Horatia, as white as her dressing-gown, was sitting with her back to the door, looking into the fire, her hands folded before her.
"Would he like to go to his pretty mamma? and he shall then," said Martha, laying down the bundle in Horatia's lap. Horatia started, but with the child already on her knee it was impossible to resist.
"Now, Miss Horatia, just put your hand under his little head and hold him a moment for me while I poke the fire. He wouldn't cry, no, he wouldn't, Mother's poppet," she went on, as the infant showed signs of weeping.

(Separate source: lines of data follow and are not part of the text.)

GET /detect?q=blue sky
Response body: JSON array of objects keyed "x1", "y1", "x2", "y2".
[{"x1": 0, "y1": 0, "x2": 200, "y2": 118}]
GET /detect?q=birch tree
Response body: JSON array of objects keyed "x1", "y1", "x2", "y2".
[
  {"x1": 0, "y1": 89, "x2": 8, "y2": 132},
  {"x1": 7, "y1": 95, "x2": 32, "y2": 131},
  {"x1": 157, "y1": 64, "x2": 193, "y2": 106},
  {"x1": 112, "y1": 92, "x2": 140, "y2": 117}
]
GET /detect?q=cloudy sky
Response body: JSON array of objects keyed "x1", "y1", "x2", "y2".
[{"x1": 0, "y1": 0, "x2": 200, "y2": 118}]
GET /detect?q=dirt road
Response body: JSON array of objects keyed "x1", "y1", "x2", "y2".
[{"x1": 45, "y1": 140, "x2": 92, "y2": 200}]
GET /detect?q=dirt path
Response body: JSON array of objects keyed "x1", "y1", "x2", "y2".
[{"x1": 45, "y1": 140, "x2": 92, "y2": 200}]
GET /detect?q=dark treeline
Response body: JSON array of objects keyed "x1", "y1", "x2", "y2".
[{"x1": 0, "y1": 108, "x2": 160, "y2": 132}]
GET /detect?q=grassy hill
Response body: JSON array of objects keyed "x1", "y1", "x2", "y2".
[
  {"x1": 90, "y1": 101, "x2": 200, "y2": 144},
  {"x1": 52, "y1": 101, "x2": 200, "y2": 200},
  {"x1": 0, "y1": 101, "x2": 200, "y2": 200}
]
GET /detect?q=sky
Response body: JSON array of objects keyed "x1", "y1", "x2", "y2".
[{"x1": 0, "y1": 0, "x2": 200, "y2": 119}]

Horatia put her hand under his head as she was told, and awkwardly tried to make a lap for the tiny creature, who decided at last that his puckerings should end in a smile. The fire needed a great deal of making up, and as soon as Mrs. Kemblet had finished she found that there were handkerchiefs which that careless Joséphine had not yet put away. Horatia appeared afraid to move, while Maurice clutched wildly at his own thumbs, and seemed for the moment content with his rapid change of quarters.
"Martha," came at last the languid voice, "do you think he is my baby at all?"
"Why, Miss Horatia, how can you talk so! Whose else should he be, and his forehead like his Reverence's own? Pick him up and cuddle him, my lady; he might be a poor orphan, not so much as seeing his own mother."
But Maurice at this point, probably feeling himself an orphan, began to cry. In an instant the wily Martha had slipped out of the room, and closed the door behind her.
"My heart was thumping fit to burst," she afterwards wrote to Polly. "But the precious did not cry for long." And indeed, when, a quarter of an hour later, she cautiously opened the door, Horatia was bending over the child in her lap. She half turned, and raised a warning finger. Maurice was fast asleep.